Outcomes for patients with anaplastic astrocytoma treated with chemoradiation, radiation therapy alone or radiation therapy followed by chemotherapy: a retrospective review within the era of temozolomide

Journal of Neuro-Oncology - Tập 113 - Trang 305-311 - 2013
Nicole A. Shonka1, Brett Theeler2, Daniel Cahill3, Alfred Yung4, Lynette Smith1, Xiudong Lei4, Mark R. Gilbert4
1987680 Nebraska Medical Center, University of Nebraska Medical Center, Omaha, USA
2Walter Reed National Military Medical Center, Bethesda, USA
3Massachusetts General Hospital, Boston, USA
4University of Texas M. D. Anderson Cancer Center, Houston, USA

Tóm tắt

Treatment for anaplastic astrocytoma (AA) is controversial. To assess three primary treatment approaches, patients from a single institution were retrospectively evaluated.
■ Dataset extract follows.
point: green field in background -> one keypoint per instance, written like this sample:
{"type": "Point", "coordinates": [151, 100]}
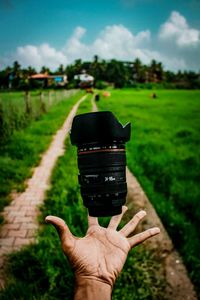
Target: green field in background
{"type": "Point", "coordinates": [164, 155]}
To represent modern treatment selection, patients diagnosed with AA from December 2003 to December 2009 were selected. Those with insufficient data, incomplete pathology, and transformation or reclassification to glioblastoma in fewer than 6 months were excluded. A total of 163 patients were included in the final analyses. Median follow-up time was 4.2 years (range 0.5–7.8 years). Median age and Karnofsky performance status at diagnosis were 39.2 years and 90, respectively. 23.6 % of patients underwent biopsy, and 72.2 % underwent resection. Approximately 31 % received concurrent chemoradiation (CRT), 26.1 % had radiation therapy alone (RT), 38.2 % had radiation therapy followed by chemotherapy (RT-C), and 3 % were treated only with chemotherapy. Temozolomide was used almost exclusively during CRT (94.2 %) and adjuvantly. A median of 9.5 cycles of adjuvant chemotherapy was given. The combination of radiation and chemotherapy, either concurrent or sequential trended toward a higher rate of radiation necrosis. Median progression free survival (PFS) favored RT (not reached) over CRT (1.5 years) and RT-C (3.6 years) adjusted for pairwise comparison (p = 0.033, p = 0.050). Median overall survival (OS) was 5.7 years, and did not differ significantly by treatment group. OS for patients with AA did not vary by initial treatment selection. Although the longer PFS in those receiving RT versus CRT may be confounded by pseudoprogression, the equivalent OS among groups supports RT.